La construction prit deux ans. L’horloge fut d’abord estimée à vingt-cinq mille dollars canadiens. Le seul corps en bronze coûta presque vingt-deux mille dollars, et le budget fut porté à quarante-deux mille dollars. Des entrepreneurs, des propriétaires d’immeubles et des donateurs privés réunirent les fonds. Saunders dut leur demander des contributions une seconde fois, tandis qu’une plaque au-dessus de la grille promettait l’arrivée prochaine de l’horloge.
À l’ouverture, les dépenses avaient atteint cinquante-huit mille dollars ; le travail et le bénéfice de Saunders lui-même n’étaient pas compris dans cette somme.

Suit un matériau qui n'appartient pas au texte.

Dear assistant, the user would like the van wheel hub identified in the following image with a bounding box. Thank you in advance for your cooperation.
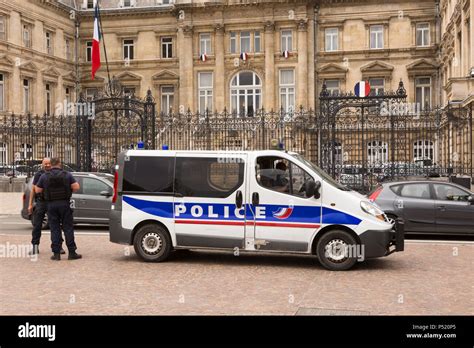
[324,239,349,262]
[142,232,163,255]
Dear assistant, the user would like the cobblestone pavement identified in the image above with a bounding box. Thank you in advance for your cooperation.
[0,234,474,315]
[0,192,23,215]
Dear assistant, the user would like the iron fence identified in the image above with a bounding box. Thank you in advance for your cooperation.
[0,99,473,192]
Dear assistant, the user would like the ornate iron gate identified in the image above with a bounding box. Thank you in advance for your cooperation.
[76,80,156,171]
[318,81,473,192]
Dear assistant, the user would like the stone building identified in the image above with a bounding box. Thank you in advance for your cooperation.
[0,0,474,174]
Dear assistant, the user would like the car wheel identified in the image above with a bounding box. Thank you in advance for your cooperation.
[386,214,398,225]
[133,224,172,262]
[316,230,358,271]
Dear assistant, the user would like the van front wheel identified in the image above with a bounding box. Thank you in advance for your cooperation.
[133,224,171,262]
[316,230,358,271]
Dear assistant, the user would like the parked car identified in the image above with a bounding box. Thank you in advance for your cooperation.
[368,180,474,235]
[21,173,114,229]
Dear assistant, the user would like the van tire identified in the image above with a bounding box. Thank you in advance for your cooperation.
[133,224,171,262]
[316,230,357,271]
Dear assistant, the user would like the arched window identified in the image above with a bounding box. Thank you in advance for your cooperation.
[367,140,388,164]
[413,140,434,161]
[0,143,8,166]
[230,71,262,116]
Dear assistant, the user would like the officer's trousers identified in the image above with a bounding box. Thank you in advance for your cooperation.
[48,201,77,253]
[31,201,48,245]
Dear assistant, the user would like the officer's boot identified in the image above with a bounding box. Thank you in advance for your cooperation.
[67,251,82,260]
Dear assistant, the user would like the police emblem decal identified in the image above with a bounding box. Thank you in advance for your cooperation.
[273,207,293,220]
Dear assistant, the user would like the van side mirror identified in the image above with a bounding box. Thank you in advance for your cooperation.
[100,190,112,197]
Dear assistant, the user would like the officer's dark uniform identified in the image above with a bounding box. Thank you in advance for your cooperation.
[31,170,48,248]
[37,168,77,256]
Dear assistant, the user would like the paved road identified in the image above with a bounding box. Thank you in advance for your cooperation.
[0,216,474,315]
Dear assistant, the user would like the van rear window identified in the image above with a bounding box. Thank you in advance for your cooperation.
[122,157,174,193]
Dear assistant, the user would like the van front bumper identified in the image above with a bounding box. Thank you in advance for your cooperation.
[359,219,405,259]
[109,209,132,245]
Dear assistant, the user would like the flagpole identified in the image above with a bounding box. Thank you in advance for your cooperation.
[97,0,112,96]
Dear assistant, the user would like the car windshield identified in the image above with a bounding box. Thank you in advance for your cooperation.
[104,176,114,185]
[292,154,351,191]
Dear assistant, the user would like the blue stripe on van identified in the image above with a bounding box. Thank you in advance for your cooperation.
[123,196,361,225]
[321,207,362,225]
[123,196,173,219]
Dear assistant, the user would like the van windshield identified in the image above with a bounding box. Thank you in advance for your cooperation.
[291,154,351,191]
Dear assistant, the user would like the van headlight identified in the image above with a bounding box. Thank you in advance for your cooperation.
[360,201,385,221]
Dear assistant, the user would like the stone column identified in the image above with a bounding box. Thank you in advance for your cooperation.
[295,20,308,108]
[53,28,66,59]
[263,22,278,110]
[32,20,46,53]
[56,75,66,113]
[36,68,44,115]
[468,2,474,69]
[178,26,195,111]
[214,24,225,112]
[8,11,23,45]
[8,64,23,114]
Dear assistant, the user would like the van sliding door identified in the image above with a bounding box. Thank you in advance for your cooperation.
[174,152,247,249]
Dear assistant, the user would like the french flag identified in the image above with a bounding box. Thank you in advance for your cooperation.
[92,1,100,79]
[354,81,370,98]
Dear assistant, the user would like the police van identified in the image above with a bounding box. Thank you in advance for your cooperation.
[109,150,404,270]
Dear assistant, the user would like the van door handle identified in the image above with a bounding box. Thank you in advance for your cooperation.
[235,190,244,209]
[252,192,260,205]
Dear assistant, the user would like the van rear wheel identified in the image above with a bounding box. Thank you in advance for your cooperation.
[316,230,357,271]
[133,224,171,262]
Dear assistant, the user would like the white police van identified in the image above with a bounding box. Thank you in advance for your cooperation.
[110,150,404,270]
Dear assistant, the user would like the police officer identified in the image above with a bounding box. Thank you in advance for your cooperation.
[28,158,66,255]
[36,158,82,261]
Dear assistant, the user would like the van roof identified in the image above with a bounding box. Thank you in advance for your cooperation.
[125,150,297,156]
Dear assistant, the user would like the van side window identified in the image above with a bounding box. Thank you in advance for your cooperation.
[123,156,174,193]
[400,183,431,199]
[175,157,244,198]
[81,178,111,196]
[257,156,312,198]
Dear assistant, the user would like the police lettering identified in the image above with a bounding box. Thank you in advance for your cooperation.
[174,203,252,219]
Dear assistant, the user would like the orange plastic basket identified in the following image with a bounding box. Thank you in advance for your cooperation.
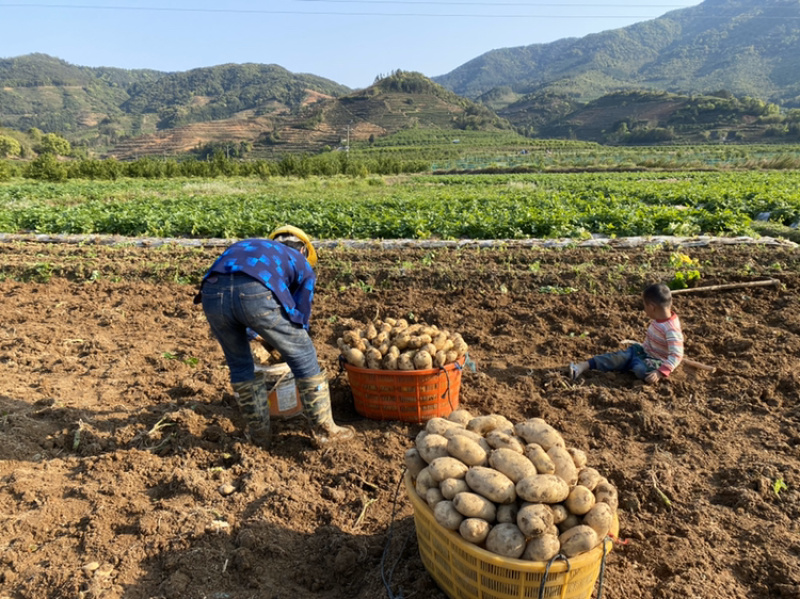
[344,357,464,423]
[404,472,619,599]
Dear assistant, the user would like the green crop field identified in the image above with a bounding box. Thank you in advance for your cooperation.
[0,171,800,239]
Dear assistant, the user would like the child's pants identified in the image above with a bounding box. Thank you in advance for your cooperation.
[589,343,661,379]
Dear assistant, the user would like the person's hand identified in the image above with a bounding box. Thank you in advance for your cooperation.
[644,370,664,385]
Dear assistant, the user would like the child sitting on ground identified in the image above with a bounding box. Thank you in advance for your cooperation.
[569,283,683,384]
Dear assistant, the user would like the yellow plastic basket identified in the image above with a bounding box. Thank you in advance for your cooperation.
[405,473,619,599]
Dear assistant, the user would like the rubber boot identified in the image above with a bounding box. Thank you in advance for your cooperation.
[231,377,270,449]
[295,370,356,448]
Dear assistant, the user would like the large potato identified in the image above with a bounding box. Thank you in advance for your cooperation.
[517,503,553,537]
[439,478,469,499]
[592,480,619,512]
[458,518,492,545]
[425,416,464,436]
[516,472,569,503]
[567,447,587,470]
[547,445,578,487]
[425,487,444,509]
[414,466,438,499]
[428,456,468,486]
[446,408,474,426]
[453,492,497,522]
[583,502,614,539]
[466,466,517,503]
[514,418,566,451]
[496,502,519,523]
[525,443,556,474]
[417,433,450,464]
[558,524,600,557]
[446,434,489,466]
[522,534,561,562]
[489,447,538,483]
[564,486,595,516]
[404,447,428,478]
[486,429,525,453]
[484,524,528,559]
[433,500,466,530]
[578,467,603,491]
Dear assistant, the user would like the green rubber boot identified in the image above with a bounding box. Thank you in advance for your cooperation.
[295,370,356,448]
[231,377,270,449]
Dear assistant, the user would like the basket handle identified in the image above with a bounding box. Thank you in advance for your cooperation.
[539,553,572,599]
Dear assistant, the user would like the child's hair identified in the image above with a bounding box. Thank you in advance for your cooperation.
[642,283,672,308]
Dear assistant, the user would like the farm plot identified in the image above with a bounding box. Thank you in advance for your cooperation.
[0,243,800,599]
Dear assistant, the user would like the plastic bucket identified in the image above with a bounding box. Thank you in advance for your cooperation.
[256,362,303,418]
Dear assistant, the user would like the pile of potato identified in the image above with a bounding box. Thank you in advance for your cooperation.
[336,318,468,370]
[405,409,618,561]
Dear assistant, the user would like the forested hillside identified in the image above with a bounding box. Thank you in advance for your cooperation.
[434,0,800,107]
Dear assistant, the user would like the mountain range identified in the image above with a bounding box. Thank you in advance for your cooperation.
[0,0,800,158]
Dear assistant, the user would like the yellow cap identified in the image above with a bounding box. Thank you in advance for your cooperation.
[269,225,317,266]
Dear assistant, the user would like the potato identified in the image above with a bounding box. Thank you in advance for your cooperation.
[558,514,581,533]
[486,429,525,454]
[444,428,492,452]
[582,502,614,539]
[516,472,569,503]
[484,524,528,559]
[564,486,595,516]
[453,492,497,522]
[425,487,444,509]
[466,466,517,503]
[522,534,561,562]
[578,467,603,491]
[342,346,367,368]
[552,502,569,524]
[425,416,464,435]
[428,456,468,486]
[404,447,428,478]
[439,478,469,500]
[514,418,566,451]
[567,447,586,470]
[447,408,473,428]
[381,353,399,370]
[433,499,466,530]
[397,352,416,370]
[446,433,489,466]
[496,503,519,524]
[417,433,450,464]
[592,480,619,512]
[517,503,553,537]
[414,349,433,370]
[458,518,492,545]
[467,414,502,435]
[414,466,437,501]
[432,331,450,351]
[525,443,556,474]
[547,445,578,487]
[487,448,537,483]
[558,524,600,557]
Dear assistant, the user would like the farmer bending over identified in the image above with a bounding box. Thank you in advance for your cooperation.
[569,283,683,384]
[195,225,355,447]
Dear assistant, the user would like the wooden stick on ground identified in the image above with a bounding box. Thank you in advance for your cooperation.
[672,279,781,295]
[620,339,717,372]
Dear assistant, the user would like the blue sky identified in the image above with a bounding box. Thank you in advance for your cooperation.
[0,0,700,88]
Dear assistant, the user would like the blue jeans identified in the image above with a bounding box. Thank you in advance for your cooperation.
[589,343,661,379]
[202,273,320,383]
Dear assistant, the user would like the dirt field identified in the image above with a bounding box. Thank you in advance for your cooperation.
[0,243,800,599]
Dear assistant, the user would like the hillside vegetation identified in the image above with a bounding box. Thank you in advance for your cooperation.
[434,0,800,107]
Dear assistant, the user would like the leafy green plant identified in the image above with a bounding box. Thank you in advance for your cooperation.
[668,252,700,289]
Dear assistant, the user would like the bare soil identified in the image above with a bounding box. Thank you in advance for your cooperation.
[0,243,800,599]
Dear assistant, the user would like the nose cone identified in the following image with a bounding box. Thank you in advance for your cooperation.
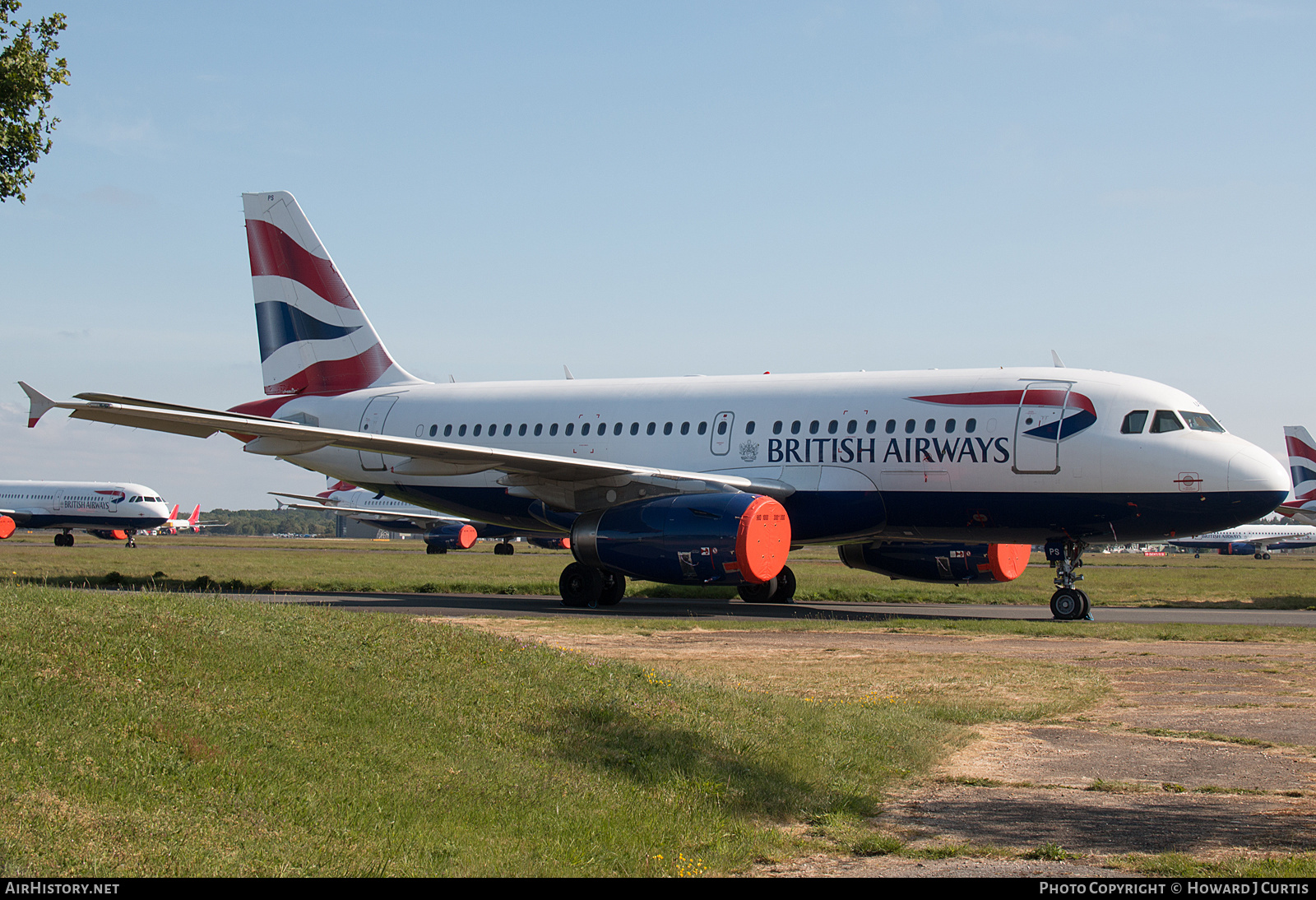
[1228,448,1288,494]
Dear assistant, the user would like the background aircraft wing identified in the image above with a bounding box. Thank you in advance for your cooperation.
[20,382,795,511]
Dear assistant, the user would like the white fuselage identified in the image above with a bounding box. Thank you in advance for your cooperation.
[0,481,169,531]
[237,369,1288,544]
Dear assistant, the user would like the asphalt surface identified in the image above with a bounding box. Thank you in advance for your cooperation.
[229,592,1316,628]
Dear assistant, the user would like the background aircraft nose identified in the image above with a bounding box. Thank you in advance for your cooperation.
[1228,448,1290,503]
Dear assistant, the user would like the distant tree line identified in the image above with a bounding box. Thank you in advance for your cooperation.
[202,509,338,537]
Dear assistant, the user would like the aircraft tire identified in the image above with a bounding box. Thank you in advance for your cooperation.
[599,573,627,606]
[735,578,776,603]
[1051,588,1083,621]
[558,564,604,606]
[768,566,795,603]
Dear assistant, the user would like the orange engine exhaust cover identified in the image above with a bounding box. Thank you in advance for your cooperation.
[735,498,791,584]
[987,544,1033,582]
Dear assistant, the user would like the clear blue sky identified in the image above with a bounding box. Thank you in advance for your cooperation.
[0,0,1316,508]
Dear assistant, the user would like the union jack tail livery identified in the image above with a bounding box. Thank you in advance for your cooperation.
[242,191,425,395]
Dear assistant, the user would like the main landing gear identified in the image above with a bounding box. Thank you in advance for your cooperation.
[1046,538,1092,621]
[558,565,627,610]
[735,566,795,603]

En raison du dépassement de budget, il laissa inachevés une partie des ornements en laiton et l’éclairage intérieur. Un donateur anonyme versa les fonds manquants. Le vingt-quatre septembre mille neuf cent soixante-dix-sept, l’horloge fut inaugurée et remise à la ville.
L’expérience dut se poursuivre. La pression initiale faisait retentir les sifflets beaucoup trop fort et, après des plaintes, Saunders la réduisit et régla de nouveau les tuyaux. Lorsque le dispositif mécanique qui jouait la mélodie commença à se bloquer, l’artisan le remplaça par un appareil électronique. La ville conclut avec lui un contrat distinct pour l’entretien de l’horloge et, plus tard, Saunders construisit encore plusieurs horloges à vapeur pour d’autres villes.
À l’intérieur du corps actuel, une machine à vapeur soulève des boules d’acier. En haut, elles passent sur une autre chaîne et, par leur poids, actionnent le mécanisme à pendule ; un moteur électrique aide le système à maintenir sa marche. Tous les quarts d’heure, cinq sifflets à vapeur jouent les Quarts de Westminster ; à chaque heure pleine, de la vapeur sort de la partie supérieure.
Saunders reconnut plus tard que la plaque à la base aurait dû être formulée plus précisément. Il qualifia son ouvrage de premières horloges au monde actionnées à la vapeur, bien qu’ici la vapeur serve avant tout à remonter un mécanisme à poids et à alimenter les sifflets. Sous le verre, les boules d’acier qu’il avait imaginées continuent de monter, et sur le bronze est resté le nom d’origine, plus audacieux.
Sur place
La rue est accessible en permanence ; l’horloge à vapeur se trouve à l’extérieur. Les sonneries, la vapeur et la précision dépendent de l’état du mécanisme, de l’entretien et des travaux municipaux alentour.
Vérifié : 30 juin 2026. Vérifiez la source officielle avant votre visite.L’espace est étroit autour de l’horloge : ne restez pas sur la chaussée et laissez les autres voir le mécanisme après le signal.